The United Nations General Assembly met two weeks ago in New York for its annual extravaganza. Heads of state and ambassadors from the world’s nations made speeches on important issues affecting humanity. Representatives of high-level committees working on key issues presented proposals on everything from anti-microbial resistance and rising sea levels to the Sustainable Development Goals. The General Assembly voted on key matters, including a new “once-in-a-generation” U.N. document representing a global pact to safeguard future generations from present-day existential threats.
Yet every time the General Assembly meets, criticism and skepticism about the U.N. as an organization abound from a variety of quarters. Some conspiracy theorists cast the U.N. as a creeping form of world government, bent on turning Americans into “vassals” of global environmental totalitarianism or drafting U.S. citizens to go off and serve as cannon fodder under foreign military commanders. Former President and current Republican nominee Donald Trump’s record of derision and efforts to cut U.S. contributions to the U.N. taps into these concerns.

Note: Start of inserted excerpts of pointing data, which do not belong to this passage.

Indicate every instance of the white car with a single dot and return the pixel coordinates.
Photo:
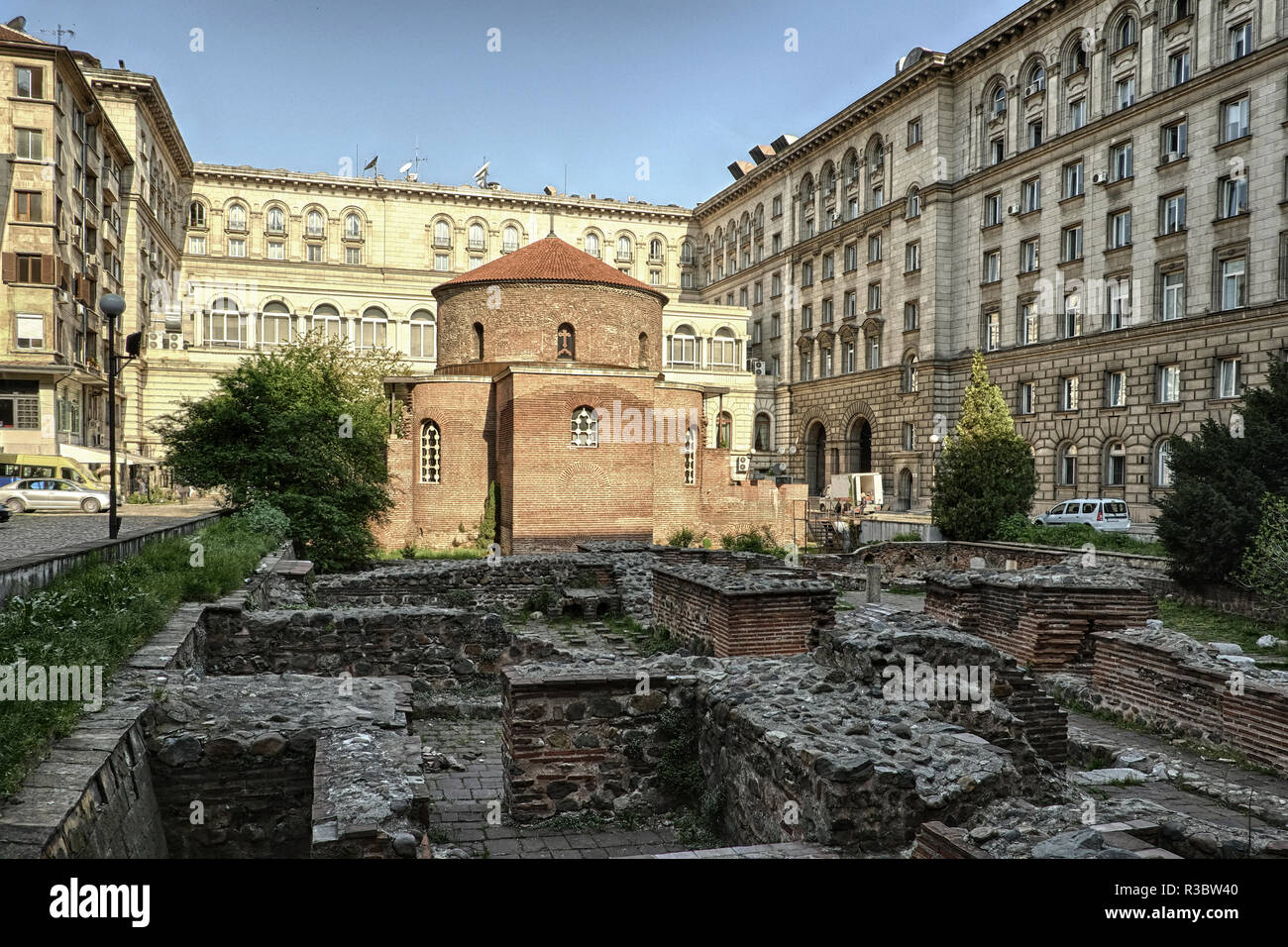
(52, 495)
(1108, 515)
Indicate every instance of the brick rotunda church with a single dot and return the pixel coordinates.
(549, 384)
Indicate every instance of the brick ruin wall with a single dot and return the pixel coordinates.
(1167, 680)
(1046, 625)
(726, 613)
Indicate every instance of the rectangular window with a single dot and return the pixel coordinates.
(1024, 402)
(1168, 384)
(1175, 141)
(1077, 115)
(1228, 377)
(1173, 295)
(1234, 282)
(1070, 244)
(1072, 179)
(29, 82)
(31, 331)
(1120, 230)
(992, 331)
(1028, 326)
(1029, 256)
(1116, 389)
(1234, 119)
(30, 144)
(1030, 195)
(1069, 393)
(993, 209)
(1121, 161)
(992, 265)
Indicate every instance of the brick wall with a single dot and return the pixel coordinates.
(719, 612)
(1167, 681)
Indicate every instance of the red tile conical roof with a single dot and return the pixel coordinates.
(548, 261)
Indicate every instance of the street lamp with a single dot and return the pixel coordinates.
(112, 307)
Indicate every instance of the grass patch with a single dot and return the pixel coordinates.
(101, 613)
(1209, 625)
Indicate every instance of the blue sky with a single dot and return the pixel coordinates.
(595, 85)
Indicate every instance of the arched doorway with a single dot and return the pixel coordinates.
(815, 459)
(905, 491)
(859, 444)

Of course, the U.N. is actually nothing close to a world government: It can barely pass a resolution much less disarm a tyrant or keep a superpower from doing what it wants. But that, in turn, leads to a different chorus of criticisms from other actors, who argue that the Security Council is unrepresentative and bows to the great powers, and that the organization overall is wasteful and inefficient. All this is true, but these are features, not bugs: The very decentralization and inefficiency that is the source of current criticisms and calls for reform help the U.N. not only survive, but be remarkably effective at what it does.